Wednesday, May 30, 2012

Eyes Wide Open

 1 Corinthians 4:5, "So don’t make judgments about anyone ahead of time—before the Lord returns. For he will bring our darkest secrets to light and will reveal our private motives. Then God will give to each one whatever praise is due."

I noticed something this morning. I used to think that this verse was talking about "don't judge people for doing wrong."  I'm not so sure this is the intent of this verse.  I think it may be saying not to see someone and think they are "living right", because it ends by saying that God will praise them.  Not that God will condemn them.  There are some among all of us who are wolves dressed as sheep.   Whom do you hear?  Is what you hear from them the same as what you see?  Is what you see and hear from them the same as what others see and hear from them?  Are you praising a wolf and about to become their prey?  Do you see them with truth?  Do you see yourself with truth?

I often talk to my girls about watching who you are dating.  They need to keep their eyes wide open.  They may come to me and ask me about a certain guy, but I can only tell them what the guy is letting me see.   They are the ones who will be able to see him in his true colors, when no one else is looking.  In my opinion someone may be great.  They may have all of the right words.  They may seem to be doing all of the right things, but it is in those quiet moments after the crowd has gone that our true colors ring loud.

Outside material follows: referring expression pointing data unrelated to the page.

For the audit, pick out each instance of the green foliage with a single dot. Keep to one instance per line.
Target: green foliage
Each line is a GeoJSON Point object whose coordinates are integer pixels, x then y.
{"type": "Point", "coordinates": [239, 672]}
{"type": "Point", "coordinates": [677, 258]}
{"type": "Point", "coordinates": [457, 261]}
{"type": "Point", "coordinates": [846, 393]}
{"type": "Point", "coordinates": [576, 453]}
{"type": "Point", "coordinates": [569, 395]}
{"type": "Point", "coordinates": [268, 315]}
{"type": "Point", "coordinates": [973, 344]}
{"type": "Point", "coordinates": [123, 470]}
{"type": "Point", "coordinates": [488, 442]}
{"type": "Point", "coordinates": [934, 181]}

When Jason and I were dating I was watching him like a hawk.  He was in continual observation for anything that may give me a red flag.  (Which made me feel like a complete hypocrite, for look at all I had done, but I had learned the lessons the hard way about Not listening.)  I observed how others treated him and how they talked about him.  I wanted to walk into this relationship with my eyes wide open.  I needed to know that I was seeing him for what he truly was!  In my first marriage, I feel I walked into it with my eyes closed tight.  I fell head over heals in "lust" with him and I could no longer see what I needed to see.  I needed to see the truth for what was to come, but I couldn't.  Everything was blocked.  I didn't listen.  I didn't ask.  I didn't want to know and so when I got to the counter to pay for what I had picked, the price I paid was high.  You see, I judged him before the time was right and I slept with him before my eyes could see.

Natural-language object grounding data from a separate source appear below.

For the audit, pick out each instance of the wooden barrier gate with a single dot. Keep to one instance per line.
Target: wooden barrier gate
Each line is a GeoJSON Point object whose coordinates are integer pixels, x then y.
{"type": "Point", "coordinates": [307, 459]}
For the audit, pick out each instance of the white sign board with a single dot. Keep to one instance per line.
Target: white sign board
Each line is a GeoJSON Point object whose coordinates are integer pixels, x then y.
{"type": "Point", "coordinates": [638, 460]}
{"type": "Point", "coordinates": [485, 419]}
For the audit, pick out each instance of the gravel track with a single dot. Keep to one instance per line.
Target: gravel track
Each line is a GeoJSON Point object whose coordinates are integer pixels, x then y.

People my have all of the right words.  They may have all of the right things in their pockets, but it is in those moments when they think, "I'm comfortable," this is when their true colors shine.  If you cannot see them because your eyes have been closed, then that is when you are in danger of falling prey to their deceit. I am not just talking about the dating game, this goes throughout life.  We are being called to walk the walk we preach.  I live in a glass house.  I hold nothing secret. (I really hate saying things like this for I am about to be tested!!)  1 Corinthians does not end in verse 5, it goes much deeper.... " I am not writing these things to shame you, but to warn you as my beloved children.  For even if you had ten thousand others to teach you about Christ, you have only one spiritual father. For I became your father in Christ Jesus when I preached the Good News to you.  So I urge you to imitate me."  Dang now that one goes deep!  But isn't this supposed to be our goal as leaders.  As leaders our desire should be to tell others to follow us.  Our goal is to be like Christ to others, so they can walk in our footsteps.  


With that in mind, I must take a good look at myself.  Am I practicing what I preach?  Am I walking in such a way that others can follow me without falling prey to deceit?  "Now, a person who is put in charge as a manager must be faithful.  As for me, it matters very little how I might be evaluated by you or by any human authority. I don’t even trust my own judgment on this point.  My conscience is clear, but that doesn’t prove I’m right. It is the Lord himself who will examine me and decide," (4:2-4).  My conscience is clear, but everyone has to walk with their eyes wide open.  No matter who you are following, you must use all of your senses God has given you.  No one is called to follow blindly.  I still use this even in my marriage today.  It has not made me cynical, but it has given me truth and with truth their is true love.


As you walk through this life, who are you following?  Are your eyes wide open?  Are you seeing the truth in their lives?  Are you seeing the truth in your own life?  Who are you?